Asked what motivated the review that resulted in the inferior assessment not being disclosed, MALT said it was standard practice for trusts accredited by the Land Trust Alliance – a nonprofit based in Washington, DC – periodically review easement acquisitions. The trust has indicated it will seek re-accreditation in 2021.

In an email, Bruce Runnels, chairman of the alliance’s accreditation commission, wrote: “To renew, a licensed land trust voluntarily submits to an external and independent review of its practices by the commission.

The initial appraisal valued the easement at $ 1.13 million. In this scenario, the county’s 50% match would have been $ 567,500, more than $ 265,750 less than in the second valuation of $ 1.66 million.

The second assessment was carried out by John Bouyea of ​​John Bouyea and Associates. MALT will not say who made the initial assessment.

“It is MALT’s policy not to discuss evaluation projects,” the trust wrote in a statement.

Regarding the reason for the second appraisal, MALT wrote that “its staff and board were concerned that offering a purchase price for the conservation easement well below the appropriate market value for the easement. would have left this property in danger of development ”.

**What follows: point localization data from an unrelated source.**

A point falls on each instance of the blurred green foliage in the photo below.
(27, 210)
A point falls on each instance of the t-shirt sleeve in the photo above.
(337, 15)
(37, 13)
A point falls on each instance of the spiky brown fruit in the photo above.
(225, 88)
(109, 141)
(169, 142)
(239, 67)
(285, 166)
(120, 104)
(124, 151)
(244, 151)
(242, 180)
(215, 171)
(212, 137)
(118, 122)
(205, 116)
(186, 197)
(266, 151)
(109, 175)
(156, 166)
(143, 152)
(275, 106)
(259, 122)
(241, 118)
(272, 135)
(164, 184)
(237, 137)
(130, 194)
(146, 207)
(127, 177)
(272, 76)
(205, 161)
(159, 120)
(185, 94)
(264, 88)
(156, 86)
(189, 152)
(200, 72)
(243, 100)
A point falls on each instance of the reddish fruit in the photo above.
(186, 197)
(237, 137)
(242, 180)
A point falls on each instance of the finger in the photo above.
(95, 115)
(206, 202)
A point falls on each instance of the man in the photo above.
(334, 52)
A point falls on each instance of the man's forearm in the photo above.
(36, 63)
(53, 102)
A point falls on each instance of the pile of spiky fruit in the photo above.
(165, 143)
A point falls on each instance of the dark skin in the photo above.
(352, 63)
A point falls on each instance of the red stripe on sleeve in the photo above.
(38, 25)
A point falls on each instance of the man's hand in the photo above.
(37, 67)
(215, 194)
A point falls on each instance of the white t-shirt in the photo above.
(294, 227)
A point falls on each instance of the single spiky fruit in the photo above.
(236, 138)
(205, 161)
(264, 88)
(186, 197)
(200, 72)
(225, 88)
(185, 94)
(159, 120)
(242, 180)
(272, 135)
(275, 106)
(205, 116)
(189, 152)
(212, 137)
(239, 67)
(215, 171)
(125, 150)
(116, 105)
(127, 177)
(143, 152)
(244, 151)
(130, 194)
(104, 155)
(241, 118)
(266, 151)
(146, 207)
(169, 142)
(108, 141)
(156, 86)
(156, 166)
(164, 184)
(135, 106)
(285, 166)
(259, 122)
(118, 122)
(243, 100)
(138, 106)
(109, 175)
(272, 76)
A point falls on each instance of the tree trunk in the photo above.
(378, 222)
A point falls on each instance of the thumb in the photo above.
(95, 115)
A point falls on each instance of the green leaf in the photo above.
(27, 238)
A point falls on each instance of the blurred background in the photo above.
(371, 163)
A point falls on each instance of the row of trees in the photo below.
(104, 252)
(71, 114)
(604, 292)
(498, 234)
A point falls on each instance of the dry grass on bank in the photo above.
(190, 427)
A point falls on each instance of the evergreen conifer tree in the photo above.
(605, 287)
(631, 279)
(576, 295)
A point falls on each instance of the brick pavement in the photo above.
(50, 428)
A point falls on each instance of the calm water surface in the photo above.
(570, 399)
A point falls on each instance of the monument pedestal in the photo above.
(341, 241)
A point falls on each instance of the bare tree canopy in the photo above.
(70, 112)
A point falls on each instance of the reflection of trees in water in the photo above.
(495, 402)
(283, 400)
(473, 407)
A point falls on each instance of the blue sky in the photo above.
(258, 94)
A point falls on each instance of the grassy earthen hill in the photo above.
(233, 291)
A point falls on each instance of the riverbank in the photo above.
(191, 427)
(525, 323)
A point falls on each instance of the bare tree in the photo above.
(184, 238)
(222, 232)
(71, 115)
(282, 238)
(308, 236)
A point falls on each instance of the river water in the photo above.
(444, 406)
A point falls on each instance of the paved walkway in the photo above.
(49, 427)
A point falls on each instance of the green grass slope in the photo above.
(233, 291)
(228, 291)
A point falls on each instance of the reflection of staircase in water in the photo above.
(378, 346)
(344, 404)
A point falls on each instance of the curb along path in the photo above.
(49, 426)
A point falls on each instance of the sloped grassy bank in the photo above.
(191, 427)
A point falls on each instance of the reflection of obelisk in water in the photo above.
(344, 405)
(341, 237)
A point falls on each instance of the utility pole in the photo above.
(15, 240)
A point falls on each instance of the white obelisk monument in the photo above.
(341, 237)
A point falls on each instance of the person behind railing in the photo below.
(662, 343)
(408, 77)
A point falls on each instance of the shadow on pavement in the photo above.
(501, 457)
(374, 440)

To date, not including the Dolcini-Beltrametti Ranch easement, MALT has received approximately $ 13.2 million in Measure A funds to protect 11 farms and ranches covering 6,692 acres.

MALT said that although there have been other easements funded in part by Measure A funds where more than one appraisal has been commissioned, in these cases the terms of the easement have been changed or l previous assessment was obsolete.

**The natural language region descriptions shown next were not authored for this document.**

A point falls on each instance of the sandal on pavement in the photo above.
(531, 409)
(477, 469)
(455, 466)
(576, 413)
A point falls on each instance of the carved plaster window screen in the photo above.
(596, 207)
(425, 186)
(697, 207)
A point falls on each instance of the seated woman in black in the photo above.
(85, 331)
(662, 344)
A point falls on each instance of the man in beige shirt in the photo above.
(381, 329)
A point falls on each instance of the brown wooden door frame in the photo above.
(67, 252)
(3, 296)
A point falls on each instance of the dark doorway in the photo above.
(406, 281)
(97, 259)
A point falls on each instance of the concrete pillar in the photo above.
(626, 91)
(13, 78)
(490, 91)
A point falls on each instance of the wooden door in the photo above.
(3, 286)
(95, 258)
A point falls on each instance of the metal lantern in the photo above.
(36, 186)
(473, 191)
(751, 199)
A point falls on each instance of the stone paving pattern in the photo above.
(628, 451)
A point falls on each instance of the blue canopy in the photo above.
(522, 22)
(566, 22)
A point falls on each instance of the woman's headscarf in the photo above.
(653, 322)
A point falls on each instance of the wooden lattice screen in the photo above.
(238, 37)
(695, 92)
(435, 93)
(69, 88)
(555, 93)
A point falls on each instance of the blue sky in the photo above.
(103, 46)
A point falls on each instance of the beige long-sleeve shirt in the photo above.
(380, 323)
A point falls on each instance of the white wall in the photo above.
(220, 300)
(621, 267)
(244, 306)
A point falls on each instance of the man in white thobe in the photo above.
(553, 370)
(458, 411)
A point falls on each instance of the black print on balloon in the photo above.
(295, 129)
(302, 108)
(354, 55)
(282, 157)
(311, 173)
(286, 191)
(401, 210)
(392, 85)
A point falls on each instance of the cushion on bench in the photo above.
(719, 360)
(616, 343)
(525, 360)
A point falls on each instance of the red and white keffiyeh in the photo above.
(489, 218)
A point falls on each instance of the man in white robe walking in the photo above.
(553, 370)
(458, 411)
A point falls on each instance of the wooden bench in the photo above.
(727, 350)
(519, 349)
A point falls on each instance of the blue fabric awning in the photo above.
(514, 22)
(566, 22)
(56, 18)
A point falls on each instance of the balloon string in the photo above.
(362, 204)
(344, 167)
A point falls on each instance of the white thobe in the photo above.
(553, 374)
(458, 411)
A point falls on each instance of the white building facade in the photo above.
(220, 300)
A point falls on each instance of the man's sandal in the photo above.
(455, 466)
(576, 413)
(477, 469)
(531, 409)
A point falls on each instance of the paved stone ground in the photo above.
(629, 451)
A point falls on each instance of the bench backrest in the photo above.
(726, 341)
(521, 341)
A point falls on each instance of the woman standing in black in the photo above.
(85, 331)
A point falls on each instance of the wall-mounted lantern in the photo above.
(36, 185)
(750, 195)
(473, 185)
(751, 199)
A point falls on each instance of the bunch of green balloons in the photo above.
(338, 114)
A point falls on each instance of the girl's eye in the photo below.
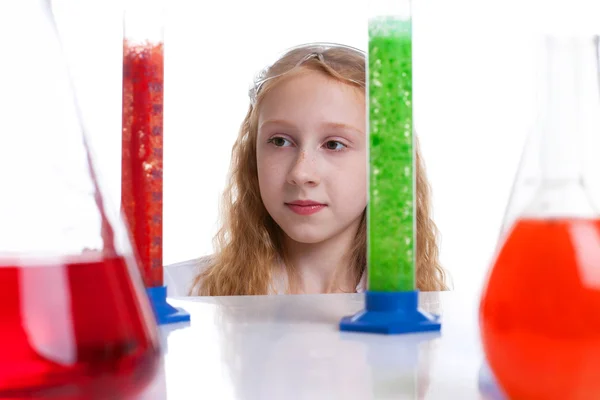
(279, 141)
(335, 145)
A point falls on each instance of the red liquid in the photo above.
(540, 313)
(142, 155)
(74, 331)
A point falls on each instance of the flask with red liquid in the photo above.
(75, 321)
(142, 145)
(540, 309)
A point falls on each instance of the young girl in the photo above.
(294, 212)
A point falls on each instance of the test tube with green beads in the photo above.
(391, 240)
(391, 299)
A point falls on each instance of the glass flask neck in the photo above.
(570, 113)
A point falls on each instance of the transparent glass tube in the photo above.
(540, 302)
(571, 88)
(391, 209)
(142, 136)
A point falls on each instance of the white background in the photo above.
(474, 100)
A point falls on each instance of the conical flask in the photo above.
(74, 317)
(540, 308)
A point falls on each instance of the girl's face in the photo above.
(311, 155)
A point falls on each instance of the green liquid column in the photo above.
(391, 210)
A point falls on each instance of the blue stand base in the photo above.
(164, 312)
(391, 313)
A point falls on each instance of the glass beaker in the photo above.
(74, 316)
(539, 313)
(142, 136)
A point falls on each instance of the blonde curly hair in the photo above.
(249, 243)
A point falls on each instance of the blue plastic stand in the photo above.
(391, 313)
(164, 312)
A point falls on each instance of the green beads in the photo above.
(391, 216)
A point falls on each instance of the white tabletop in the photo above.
(290, 347)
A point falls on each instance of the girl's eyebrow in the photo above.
(280, 122)
(325, 125)
(342, 126)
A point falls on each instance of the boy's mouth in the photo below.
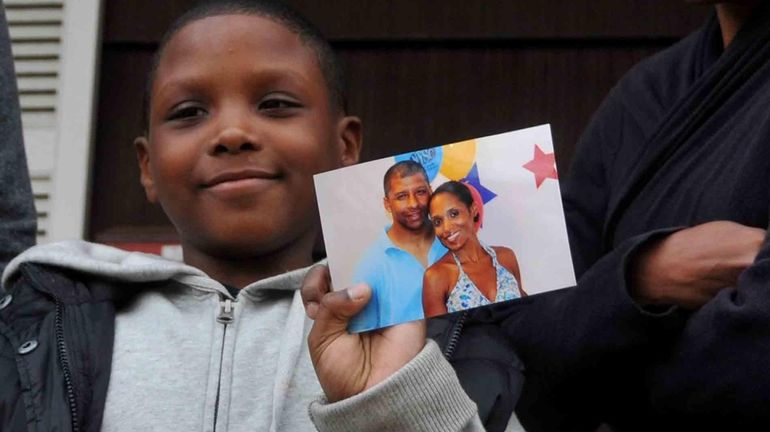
(240, 176)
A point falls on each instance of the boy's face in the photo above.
(240, 120)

“I appreciate that MALT has come forward to let us know,” Korten said. “We have no indication that this is a model or that MALT has done so under other circumstances.”

The county is updating its guidelines to require disclosure of any assessment work produced within 24 months of a request for Measure A funds.

“We want to make sure the county has all the information it needs to make an informed decision,” Korten said.

In a statement, MALT said it “took this opportunity to review its policies and procedures and make the necessary updates to ensure that a similar situation does not recur in the future.”